Корсаков наказал Чагину закрыть дверь и никого не пускать. Владимир понимал, что затея эта бессмысленная – в училище остались только испуганные юнкера в своей спальне, ротмистр, Красовский, Белов и он сам. Кто может заглянуть в комнату полковника? Кто вообще захочет это сделать, зная, что там лежит?
Вместе с Красовским он переместился в гербовый зал. Украшенное к Рождеству помещение с елью по центру сейчас выглядело издевательски празднично.
– Это вы нашли Панина? – спросил Корсаков.
– Да, – подтвердил врач. – Я попросил Белова приглядеть за Свойским в лазарете и пошел к полковнику.
– Зачем?
– Спросить, остается ли в силе праздничная служба. Вы сами видите, какая там вьюга. Я опасался, что отец Василий до нас не доберется.
– Значит, Белов и Свойский остались у вас… А где был Чагин?
– У себя, в дежурке. Я позвал его, когда обнаружил Николая Сергеевича.
– А местонахождение юнкеров могу подтвердить я, – кивнул Корсаков. – Значит, пока что мы не знаем, где находился и что делал наш дорогой ротмистр…
– Неужели вы подозреваете… – начал доктор.

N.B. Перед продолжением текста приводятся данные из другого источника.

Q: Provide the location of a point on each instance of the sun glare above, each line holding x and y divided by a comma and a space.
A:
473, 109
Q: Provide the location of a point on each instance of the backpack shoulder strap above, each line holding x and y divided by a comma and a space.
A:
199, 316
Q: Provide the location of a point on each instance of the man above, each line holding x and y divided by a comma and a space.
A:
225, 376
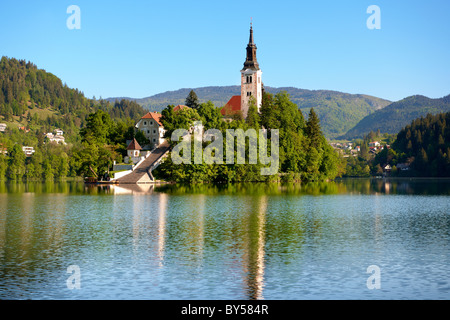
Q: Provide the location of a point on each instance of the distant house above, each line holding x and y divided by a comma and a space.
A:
403, 166
3, 149
232, 107
58, 132
57, 137
133, 152
179, 107
151, 126
28, 151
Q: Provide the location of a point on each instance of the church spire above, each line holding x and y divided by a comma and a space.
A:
250, 61
251, 32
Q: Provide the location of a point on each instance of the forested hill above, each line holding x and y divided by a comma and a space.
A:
38, 100
337, 111
397, 115
424, 145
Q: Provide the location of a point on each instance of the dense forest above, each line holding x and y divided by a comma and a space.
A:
338, 112
423, 146
34, 102
397, 115
304, 155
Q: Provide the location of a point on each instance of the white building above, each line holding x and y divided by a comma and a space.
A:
28, 151
153, 129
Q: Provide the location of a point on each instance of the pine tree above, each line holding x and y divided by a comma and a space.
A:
312, 130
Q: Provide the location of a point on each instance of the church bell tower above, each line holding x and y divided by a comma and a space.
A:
251, 82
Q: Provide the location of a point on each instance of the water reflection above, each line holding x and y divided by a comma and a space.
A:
244, 241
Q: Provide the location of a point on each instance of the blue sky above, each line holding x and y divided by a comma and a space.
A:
140, 48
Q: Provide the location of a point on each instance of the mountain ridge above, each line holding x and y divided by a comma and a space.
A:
397, 115
338, 111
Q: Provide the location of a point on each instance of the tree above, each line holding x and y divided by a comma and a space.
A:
16, 166
98, 128
253, 119
313, 131
192, 100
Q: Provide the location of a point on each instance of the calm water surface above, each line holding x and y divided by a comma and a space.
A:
250, 241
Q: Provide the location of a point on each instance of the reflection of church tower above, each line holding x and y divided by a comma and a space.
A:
251, 85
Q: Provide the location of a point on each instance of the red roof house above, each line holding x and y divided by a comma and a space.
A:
233, 106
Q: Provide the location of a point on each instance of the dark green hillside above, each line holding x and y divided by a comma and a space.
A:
38, 100
337, 111
394, 117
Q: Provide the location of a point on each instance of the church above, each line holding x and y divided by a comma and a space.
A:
252, 86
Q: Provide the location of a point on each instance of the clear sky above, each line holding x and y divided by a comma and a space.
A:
140, 48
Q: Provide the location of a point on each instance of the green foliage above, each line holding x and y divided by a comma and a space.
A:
425, 145
303, 155
96, 131
192, 100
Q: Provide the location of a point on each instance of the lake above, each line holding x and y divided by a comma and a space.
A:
349, 239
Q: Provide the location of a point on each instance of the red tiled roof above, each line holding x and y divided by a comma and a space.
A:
232, 106
179, 107
134, 145
155, 116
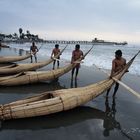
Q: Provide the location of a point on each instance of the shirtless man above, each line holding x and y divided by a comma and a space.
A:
117, 64
76, 54
55, 51
33, 50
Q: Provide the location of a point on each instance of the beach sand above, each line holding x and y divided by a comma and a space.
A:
99, 119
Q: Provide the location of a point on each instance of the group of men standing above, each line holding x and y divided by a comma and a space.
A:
76, 54
118, 62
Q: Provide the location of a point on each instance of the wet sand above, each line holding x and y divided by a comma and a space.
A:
102, 118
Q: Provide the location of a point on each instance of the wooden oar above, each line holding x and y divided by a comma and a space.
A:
121, 83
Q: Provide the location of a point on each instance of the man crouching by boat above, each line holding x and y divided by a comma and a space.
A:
33, 51
76, 54
117, 65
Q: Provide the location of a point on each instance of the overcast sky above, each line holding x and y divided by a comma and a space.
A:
112, 20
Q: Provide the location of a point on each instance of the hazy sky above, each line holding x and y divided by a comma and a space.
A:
112, 20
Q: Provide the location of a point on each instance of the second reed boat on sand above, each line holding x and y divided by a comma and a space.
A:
17, 68
58, 100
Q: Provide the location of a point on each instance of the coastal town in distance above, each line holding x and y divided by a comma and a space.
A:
22, 37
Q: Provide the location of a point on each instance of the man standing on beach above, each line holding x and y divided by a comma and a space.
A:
76, 54
33, 50
55, 52
117, 65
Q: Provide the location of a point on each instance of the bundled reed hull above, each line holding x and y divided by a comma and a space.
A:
8, 59
34, 77
56, 101
17, 68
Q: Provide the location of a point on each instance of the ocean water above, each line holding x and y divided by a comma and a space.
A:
100, 55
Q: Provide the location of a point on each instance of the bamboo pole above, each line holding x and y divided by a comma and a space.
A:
121, 83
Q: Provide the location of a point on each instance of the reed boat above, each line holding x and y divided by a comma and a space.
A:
30, 77
8, 59
17, 68
58, 100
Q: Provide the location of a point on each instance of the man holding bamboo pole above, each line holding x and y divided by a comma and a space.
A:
117, 65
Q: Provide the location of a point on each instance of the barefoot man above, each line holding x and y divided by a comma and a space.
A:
55, 51
117, 65
33, 50
76, 54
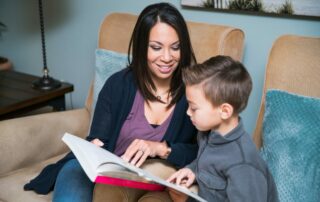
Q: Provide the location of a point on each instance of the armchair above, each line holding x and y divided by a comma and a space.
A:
28, 144
287, 129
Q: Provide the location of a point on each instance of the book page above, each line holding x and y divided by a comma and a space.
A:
103, 161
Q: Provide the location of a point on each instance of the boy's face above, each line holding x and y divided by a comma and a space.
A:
203, 114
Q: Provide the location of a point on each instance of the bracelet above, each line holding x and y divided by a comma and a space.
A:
165, 156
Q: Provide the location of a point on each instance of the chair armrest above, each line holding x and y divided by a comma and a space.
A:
28, 140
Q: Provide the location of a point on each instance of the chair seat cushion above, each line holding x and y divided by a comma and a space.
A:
291, 144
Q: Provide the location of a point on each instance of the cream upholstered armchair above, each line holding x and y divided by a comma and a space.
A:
287, 129
28, 144
293, 66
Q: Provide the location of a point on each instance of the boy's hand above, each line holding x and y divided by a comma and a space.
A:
184, 177
97, 142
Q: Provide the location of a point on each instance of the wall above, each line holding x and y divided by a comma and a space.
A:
71, 37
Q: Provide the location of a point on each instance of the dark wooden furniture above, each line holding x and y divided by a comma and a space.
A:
17, 97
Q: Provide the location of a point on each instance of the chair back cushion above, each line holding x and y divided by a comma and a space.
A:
293, 66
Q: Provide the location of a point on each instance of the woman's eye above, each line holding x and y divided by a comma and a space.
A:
155, 48
176, 48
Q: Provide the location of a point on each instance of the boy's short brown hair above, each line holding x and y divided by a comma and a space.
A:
223, 79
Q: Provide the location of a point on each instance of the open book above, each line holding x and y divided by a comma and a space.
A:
104, 167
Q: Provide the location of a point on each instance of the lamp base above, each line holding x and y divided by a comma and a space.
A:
46, 83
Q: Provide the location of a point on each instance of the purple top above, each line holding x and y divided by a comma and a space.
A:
136, 126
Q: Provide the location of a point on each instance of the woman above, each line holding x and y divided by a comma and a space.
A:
141, 110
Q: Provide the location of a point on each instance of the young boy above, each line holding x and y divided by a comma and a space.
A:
228, 166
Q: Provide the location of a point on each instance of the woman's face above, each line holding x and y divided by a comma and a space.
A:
163, 52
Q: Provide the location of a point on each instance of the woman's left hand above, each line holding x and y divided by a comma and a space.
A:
139, 150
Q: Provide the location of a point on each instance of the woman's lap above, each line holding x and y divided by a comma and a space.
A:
72, 184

– Алексей Осипович, убиты начальник училища и его заместитель. Простите, но мне сложно поверить в то, что неизвестный злоумышленник дважды проник к вам извне. Боюсь, что убийца сейчас здесь, в этом училище, и находился тут с самого начала.
– О господи… – прошептал полненький врач.
– Позвольте вопрос: кто такой этот «он», о котором говорил Панин? Откуда он вернулся?
– Неважно. Это невозможно. Просто бред умирающего.
– Алексей Осипович, – Корсаков подошел вплотную к Красовскому и навис над ним. – Я видел фотографию в кабинете генерала. Два человека с нее уже погибли. Легко предположить, кто должен стать третьей жертвой, ne s’est pas? [42] Когда я попытался спросить Панина, кем был четвертый офицер с дагеротипа, он побледнел и послал меня вон. Поэтому прошу вас, будьте откровенны. О ком говорил Панин?
Красовский сглотнул и отступил на шаг от Корсакова. Маленький доктор, казалось, резко сдулся, как воздушный шар, лишенный горячего воздуха. Он прошаркал к стульям вдоль стены и грузно опустился на один из них.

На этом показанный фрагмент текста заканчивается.